Reputation: 135
I need to check for lines that have either one of the following patterns:
preposition word ||| other words or what ever
word preposition ||| other words or what ever
the preposition may be one of any word in a list like {de, à, pour, quand, ...} the word may be a preposition or not.
I tried many patterns,like the following
File file = new File("test.txt");
Pattern pattern = Pattern.compile("(\\bde\\b|\\bà\\b) \\w.*",Pattern.CASE_INSENSITIVE);
String fileContent = readFileAsString(file.getAbsolutePath());
Matcher match = pattern.matcher(fileContent);
System.out.println( match.replaceAll("c"));
This pattern match a preposition followed by at least one word before the pipe. What I want is to match a preposition followed by just one word before the pipe. I tried the following pattern
Pattern pattern = Pattern.compile("(\\bde\\b|\\bla\\b)\\s\\w\\s\\|.*",Pattern.CASE_INSENSITIVE);
Unfortunately, this pattern doesn't work!
Upvotes: 3
Views: 281
Reputation: 14699
For the sake of conciseness, I'm just going to use prep
to stand in as a preposition that we could be dealing with:
Pattern pattern = Pattern.compile("(?:(?:\\bprep\\b \\w+)|(?:\\w+ \\bprep\\b)).*",
Pattern.CASE_INSENSITIVE);
(?:...)
says to group but do not capture
\\bprep\\b
ensures that prep
is matched only if it is alone, ie it won't match is for preposition
\\w+
demands 1 or more [a-zA-Z_0-9]
.*
at the end goes with both of the sets of parentheses
EDIT (in response to comment):
"^(?:(?:\\bprep\\b \\w+)|(?:\\w+ \\bprep\\b)).*"

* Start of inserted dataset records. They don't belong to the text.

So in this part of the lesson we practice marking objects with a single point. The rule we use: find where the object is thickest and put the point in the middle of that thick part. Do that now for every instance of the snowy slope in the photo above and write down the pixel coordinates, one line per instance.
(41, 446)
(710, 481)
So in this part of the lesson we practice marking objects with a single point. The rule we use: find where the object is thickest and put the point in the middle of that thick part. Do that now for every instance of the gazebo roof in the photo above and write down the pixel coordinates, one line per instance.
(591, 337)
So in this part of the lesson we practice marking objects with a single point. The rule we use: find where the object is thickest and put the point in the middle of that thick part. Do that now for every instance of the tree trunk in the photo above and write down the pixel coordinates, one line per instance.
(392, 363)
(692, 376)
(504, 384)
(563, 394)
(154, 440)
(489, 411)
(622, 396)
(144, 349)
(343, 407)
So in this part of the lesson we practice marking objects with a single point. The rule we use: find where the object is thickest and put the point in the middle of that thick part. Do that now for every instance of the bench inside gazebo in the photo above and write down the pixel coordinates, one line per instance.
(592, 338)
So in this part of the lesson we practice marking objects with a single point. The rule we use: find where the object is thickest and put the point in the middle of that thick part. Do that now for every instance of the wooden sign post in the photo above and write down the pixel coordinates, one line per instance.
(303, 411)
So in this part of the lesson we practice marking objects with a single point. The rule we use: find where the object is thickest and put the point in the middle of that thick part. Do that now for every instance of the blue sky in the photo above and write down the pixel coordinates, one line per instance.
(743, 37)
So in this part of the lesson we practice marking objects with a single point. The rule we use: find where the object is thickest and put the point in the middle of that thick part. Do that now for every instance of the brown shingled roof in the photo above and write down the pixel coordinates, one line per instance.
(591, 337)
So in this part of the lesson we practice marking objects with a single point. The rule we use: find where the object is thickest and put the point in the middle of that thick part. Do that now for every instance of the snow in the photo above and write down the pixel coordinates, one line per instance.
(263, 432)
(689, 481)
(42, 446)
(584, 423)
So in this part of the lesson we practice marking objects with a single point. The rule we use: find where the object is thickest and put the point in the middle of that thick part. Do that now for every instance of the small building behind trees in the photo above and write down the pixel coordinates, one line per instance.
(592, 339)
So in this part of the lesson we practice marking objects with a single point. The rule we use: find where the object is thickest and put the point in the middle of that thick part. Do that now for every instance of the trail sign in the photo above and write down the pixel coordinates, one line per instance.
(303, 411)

is working, you're just most likely running into the case where you have something like:
String myString = "hello prep someWord mindless nonsense";
This will match since this is captured by the second case: (?:\\w+ \\bprep\\b)).*
.
If you try these, you'll see that the ^
is in fact working:
String myString = "egeg prep rfb tgnbv";
This doesn't match the second case since there are 2 spaces after "egeg"
, so it can only match the first, but it does not due to the ^
. Additionally:
String myString = "egeg hello prep rfb tgnbv";
We've established that a case like this won't match the first, and it also won't match the second, meaning that the ^
is in fact working.
Upvotes: 1
Reputation: 135
I thank you all for your answers. In fact, as @Pshemo said, I just have to add + after \w. I thought that \w means word. It works now with the following code:
File file = new File("test.txt");
Pattern pattern = Pattern.compile("(\\bde\\b|\\bla\\b)\\s\\w+\\s\\|.*|\\w+\\s(\\bde\\b|\\bla\\b)\\s\\|.*",Pattern.CASE_INSENSITIVE)
String fileContent = readFileAsString(file.getAbsolutePath());
Matcher match = pattern.matcher(fileContent);
System.out.println( match.replaceAll(""));
As input for example, I have the follwong lines :
the world |||something here|||other things here
world about |||something here|||other things here
another example ||| something here|||other things here
the final and the last example|||something here|||other things here
Then, supposing that the list of preposition are {the, about}, the out put will be:
another example ||| something here|||other things here
the final and the last example|||something here|||other things here
As you see, I just want to match the two first lines and to remove them.
Upvotes: 0